I want a calendar with scheduling, which is part of the reason that I am quitting Windows. I downloaded the Orage application hence, then I clicked on ‘orage-4.18.0.tar.bz2’ in my downloads folder. My cursor spins like something is loading, and… nothing happens. I don’t even get an error message.
There are some other things that I could mention (where’s the color filter?), but these are the worst offenders. I’m not calling it quits on EndeavourOS, and I am sure that eventually I’ll get the hang of things, but so far this has been unenjoyable.

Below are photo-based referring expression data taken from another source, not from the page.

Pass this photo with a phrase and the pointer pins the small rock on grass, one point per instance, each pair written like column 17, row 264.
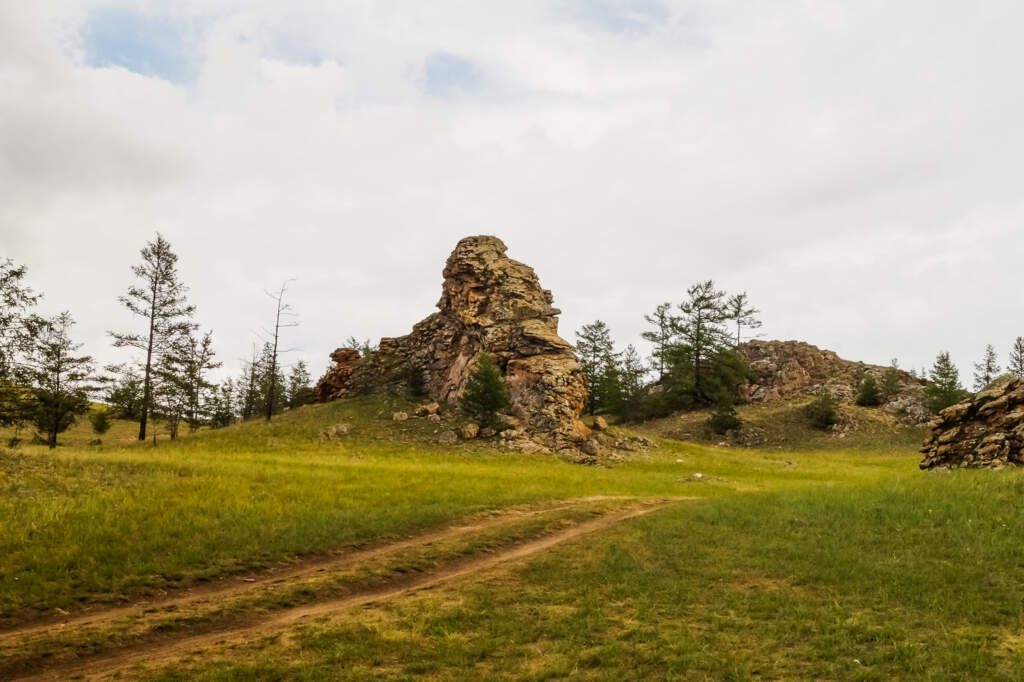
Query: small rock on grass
column 336, row 431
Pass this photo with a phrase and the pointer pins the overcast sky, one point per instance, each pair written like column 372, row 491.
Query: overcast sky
column 856, row 167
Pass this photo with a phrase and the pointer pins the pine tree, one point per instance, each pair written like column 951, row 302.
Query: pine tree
column 631, row 374
column 943, row 387
column 268, row 383
column 701, row 330
column 739, row 310
column 823, row 410
column 598, row 360
column 665, row 324
column 183, row 377
column 100, row 420
column 485, row 391
column 160, row 300
column 868, row 395
column 1016, row 365
column 299, row 390
column 987, row 370
column 221, row 407
column 59, row 380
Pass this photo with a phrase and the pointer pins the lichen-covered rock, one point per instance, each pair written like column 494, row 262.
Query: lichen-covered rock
column 336, row 380
column 790, row 369
column 489, row 304
column 986, row 430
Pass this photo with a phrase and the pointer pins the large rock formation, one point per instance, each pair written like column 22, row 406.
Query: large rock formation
column 984, row 431
column 791, row 369
column 489, row 303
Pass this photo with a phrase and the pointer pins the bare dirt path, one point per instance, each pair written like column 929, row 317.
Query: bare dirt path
column 166, row 651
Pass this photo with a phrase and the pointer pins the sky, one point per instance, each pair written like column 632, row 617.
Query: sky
column 855, row 167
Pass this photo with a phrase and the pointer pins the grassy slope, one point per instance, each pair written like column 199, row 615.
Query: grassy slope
column 894, row 581
column 843, row 564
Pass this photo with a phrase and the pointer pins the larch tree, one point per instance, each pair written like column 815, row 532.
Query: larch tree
column 59, row 380
column 299, row 390
column 943, row 388
column 987, row 370
column 660, row 336
column 184, row 375
column 1016, row 365
column 485, row 391
column 159, row 299
column 741, row 313
column 18, row 328
column 598, row 359
column 701, row 330
column 283, row 311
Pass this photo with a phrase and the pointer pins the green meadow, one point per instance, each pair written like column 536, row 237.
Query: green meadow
column 772, row 563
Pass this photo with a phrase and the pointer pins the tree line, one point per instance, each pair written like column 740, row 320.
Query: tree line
column 695, row 364
column 695, row 361
column 47, row 382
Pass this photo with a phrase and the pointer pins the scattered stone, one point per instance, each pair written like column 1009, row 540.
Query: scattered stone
column 336, row 431
column 986, row 431
column 489, row 303
column 427, row 410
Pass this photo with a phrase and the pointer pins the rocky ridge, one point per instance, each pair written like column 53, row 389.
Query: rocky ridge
column 790, row 369
column 489, row 304
column 986, row 430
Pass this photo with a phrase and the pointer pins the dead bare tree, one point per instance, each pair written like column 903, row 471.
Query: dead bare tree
column 283, row 310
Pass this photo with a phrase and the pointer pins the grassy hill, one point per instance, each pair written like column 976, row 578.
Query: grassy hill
column 262, row 551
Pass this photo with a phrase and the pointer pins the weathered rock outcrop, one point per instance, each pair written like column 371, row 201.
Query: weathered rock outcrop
column 489, row 303
column 984, row 431
column 790, row 369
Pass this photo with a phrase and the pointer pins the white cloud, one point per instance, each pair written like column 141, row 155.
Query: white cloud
column 855, row 167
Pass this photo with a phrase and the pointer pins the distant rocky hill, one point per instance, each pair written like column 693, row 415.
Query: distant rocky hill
column 489, row 303
column 790, row 369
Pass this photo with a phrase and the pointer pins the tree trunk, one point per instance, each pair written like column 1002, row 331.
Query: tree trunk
column 147, row 385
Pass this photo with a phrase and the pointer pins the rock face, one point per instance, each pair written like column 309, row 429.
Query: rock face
column 790, row 369
column 345, row 360
column 984, row 431
column 489, row 303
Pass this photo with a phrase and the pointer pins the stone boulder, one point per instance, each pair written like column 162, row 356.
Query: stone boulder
column 489, row 304
column 335, row 381
column 986, row 430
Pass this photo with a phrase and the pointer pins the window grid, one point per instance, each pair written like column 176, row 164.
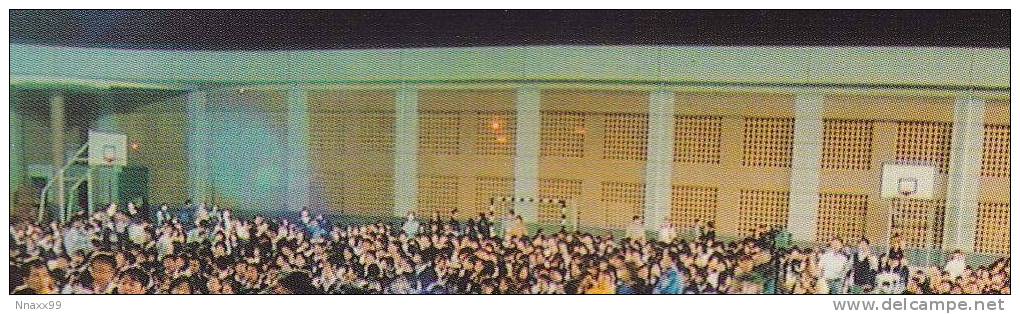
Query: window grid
column 561, row 189
column 694, row 203
column 496, row 133
column 563, row 134
column 626, row 137
column 996, row 154
column 487, row 188
column 842, row 215
column 440, row 133
column 928, row 142
column 847, row 145
column 769, row 208
column 992, row 232
column 919, row 221
column 622, row 201
column 437, row 196
column 698, row 139
column 768, row 142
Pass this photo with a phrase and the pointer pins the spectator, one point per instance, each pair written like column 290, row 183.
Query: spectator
column 833, row 265
column 865, row 267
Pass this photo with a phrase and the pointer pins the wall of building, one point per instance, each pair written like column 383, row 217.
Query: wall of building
column 731, row 157
column 351, row 144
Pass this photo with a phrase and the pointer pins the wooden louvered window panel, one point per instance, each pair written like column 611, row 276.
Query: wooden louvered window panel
column 563, row 134
column 768, row 142
column 440, row 133
column 996, row 154
column 769, row 208
column 626, row 137
column 698, row 139
column 842, row 215
column 694, row 203
column 847, row 145
column 496, row 132
column 919, row 222
column 924, row 142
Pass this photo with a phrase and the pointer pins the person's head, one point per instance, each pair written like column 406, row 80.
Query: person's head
column 37, row 276
column 835, row 244
column 295, row 282
column 864, row 245
column 133, row 281
column 958, row 255
column 182, row 285
column 103, row 268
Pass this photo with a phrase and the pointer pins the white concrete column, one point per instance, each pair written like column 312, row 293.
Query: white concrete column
column 198, row 138
column 405, row 181
column 15, row 146
column 57, row 122
column 964, row 177
column 659, row 166
column 805, row 170
column 525, row 169
column 298, row 166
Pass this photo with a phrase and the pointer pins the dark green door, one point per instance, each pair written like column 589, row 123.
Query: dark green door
column 133, row 185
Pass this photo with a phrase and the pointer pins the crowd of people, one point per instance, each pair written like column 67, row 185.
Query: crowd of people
column 200, row 249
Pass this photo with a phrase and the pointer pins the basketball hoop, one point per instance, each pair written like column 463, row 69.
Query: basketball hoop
column 907, row 186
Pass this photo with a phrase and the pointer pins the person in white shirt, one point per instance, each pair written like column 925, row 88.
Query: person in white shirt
column 410, row 225
column 635, row 230
column 957, row 264
column 667, row 232
column 833, row 265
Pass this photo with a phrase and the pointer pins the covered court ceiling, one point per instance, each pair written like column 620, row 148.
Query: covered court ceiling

If it’s your first distro, just install Linux Mint, Kubuntu, Fedora, Debian… one of the “big ones”.
EndeavourOS is based on Arch linux, which is marketed to “power users”. EndeavourOS just has some decisions made for you plus some helpful tools. It is still Arch Linux under the hood and does require you to interact with the command line a lot.
Linux, unlike Windows, is a multi-user system. That means multiple users can use the machine at the same time. You have your user account, but you also have an “Administrator” account. Did the installer ask you to set a “root password”? That is the password to the Administrator account, on Linux it’s called “root”.
Alternatives: https://kubuntu.org/
https://www.linuxmint.com/
https://pop.system76.com/
https://lubuntu.me/
https://fedoraproject.org/
I strongly suggest you give up on EndeavourOS (for now) and try one of the ones linked above. You also have to know nobody chooses a Linux distro forever. “Distro hopping” is a thing, people try many, sometimes dozens of Linuxes until they find one that suits them.
My first distro was RedHat back in 2004. Then Slackware, then Debian. Since then I’ve tried/used Ubuntu, Fedora, Arch Linux, Linux From Scratch, Slax, Linux Mint (installed it for family members), Void Linux (what I use now), etc. etc.
Once you get a good feel for linux with one of the more user friendly distros, then you can try the exotic ones.
Books/wikis: https://linuxnewbieguide.org/ulngebook2017/
https://wiki.archlinux.org/title/Main_page
https://wiki.gentoo.org/wiki/Handbook:AMD64
Arch and Gentoo wikis are distro-specific but hold a lot of info that applies to others.
Best place to find help with Linux is IRC.